Live Consciously

Does Grilling Make Food Carcinogenic?

Nothing says summer quite like the sun, the beach and of course, a barbecue. But before you fill up that gas tank and fire up the grill, it’s important to remember this: While barbecue meats can create a delicious summer meal, high-temperature grilling can quickly turn that perfect meal carcinogenic.

Wait, what? Yes. Read on.

What happens when you grill meat?

There are two types of chemical reactions that occur when you barbecue meat.

First, fat drippings from meat create smoke that contains chemicals called PAHs (polycyclic aromatic hydrocarbons). When the smoke surrounds the meat during the cooking process, it transfers those carcinogenic PAHs onto the meat itself.

Second, when you grill meat at high temperatures (about 300˚F or above) and/or for long periods of time, a reaction in the food occurs, creating HCAs (heterocyclic amines). Most HCAs are found in meat that has been fried or grilled (both high-temperature cooking methods).

Lower temperature cooking methods like boiling, baking, or poaching tend to produce the least amount of HCAs. It’s also important to remember that both charcoal and gas grilling expose foods to high temperatures. However, with gas grills you have the option of controlling the flame, and therefore the temperature.

Why should you care?

While researchers still aren’t 100 percent sure how much char is too much for human consumption, we do know that PAHs and HCAs cause cancer in animals (however, only at very high doses). The research in humans is not as clear. Some studies have shown a correlation between eating well-done, fried, or barbecued meats and increased risk of colon, pancreatic and prostate cancer.

Bottom Line: If you tend to live by the precautionary principle, you want to try to limit your exposure as much as possible.

What can you do to reduce carcinogens when you grill?
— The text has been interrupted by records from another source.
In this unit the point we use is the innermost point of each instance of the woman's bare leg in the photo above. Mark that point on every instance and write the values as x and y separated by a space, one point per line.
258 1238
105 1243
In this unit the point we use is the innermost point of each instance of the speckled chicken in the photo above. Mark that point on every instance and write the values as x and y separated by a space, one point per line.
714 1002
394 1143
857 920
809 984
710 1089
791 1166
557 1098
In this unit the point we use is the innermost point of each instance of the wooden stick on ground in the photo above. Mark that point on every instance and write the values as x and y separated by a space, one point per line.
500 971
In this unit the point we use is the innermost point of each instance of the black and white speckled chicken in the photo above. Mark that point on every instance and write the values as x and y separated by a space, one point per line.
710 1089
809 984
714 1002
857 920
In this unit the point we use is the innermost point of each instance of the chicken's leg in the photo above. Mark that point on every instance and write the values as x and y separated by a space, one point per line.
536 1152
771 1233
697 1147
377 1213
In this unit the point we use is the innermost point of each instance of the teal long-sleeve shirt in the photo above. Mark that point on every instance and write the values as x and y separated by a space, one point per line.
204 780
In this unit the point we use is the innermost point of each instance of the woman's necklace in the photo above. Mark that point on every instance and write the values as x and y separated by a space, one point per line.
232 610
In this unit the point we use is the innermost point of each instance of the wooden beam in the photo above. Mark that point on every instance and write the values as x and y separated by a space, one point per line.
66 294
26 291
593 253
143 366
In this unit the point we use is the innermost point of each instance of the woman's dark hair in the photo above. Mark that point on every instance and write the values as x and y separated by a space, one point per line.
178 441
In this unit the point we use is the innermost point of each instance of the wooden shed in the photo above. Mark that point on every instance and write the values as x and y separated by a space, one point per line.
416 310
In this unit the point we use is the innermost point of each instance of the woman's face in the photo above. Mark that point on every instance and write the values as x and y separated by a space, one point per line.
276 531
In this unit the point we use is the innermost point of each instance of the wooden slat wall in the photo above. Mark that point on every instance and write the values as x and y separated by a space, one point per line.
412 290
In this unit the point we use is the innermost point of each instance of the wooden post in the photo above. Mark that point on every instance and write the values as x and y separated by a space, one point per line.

Don’t ditch the grill this summer, just use these simple tips to make your cookout less carcinogenic.

  • 1. Grill, don’t burn

    Remember to cook meat until it is brown, not black.  Aim for cooking meat until it is medium rather than well done. Then, trim the burn. HCAs are only found in burned or charred parts so remove any burnt parts before serving.

  • 2. Go lean

    Lean meats are not only better for heart health, but can also help stop the formation of PAHs.  Since fat drippings are key to PAH development, less fat means fewer carcinogens. Your heart (and waist line) will thank you, too.

  • 3. Put time into prep

    Marinating meat before cooking helps lessen HCA formation due to the antioxidants found in herbs and spices such as turmeric, basil, rosemary, and oregano. Also, try cutting meat into small pieces as they will cook faster and spend less time on the grill, reducing the likelihood of carcinogen formation. Yep, kebabs, baby, kebabs.

    RELATED: 5 Delicious Marinades for Chicken, Beef, or Fish

  • 4. Load up on veggies

    The buildup of carcinogens is associated with grilling protein-rich foods like chicken and steak; vegetables do not create these carcinogens when burned.  So, load up the veggies on the grill.  Try grilling corn, asparagus, Romaine, and carrots…and don’t forget grilled fruit for dessert!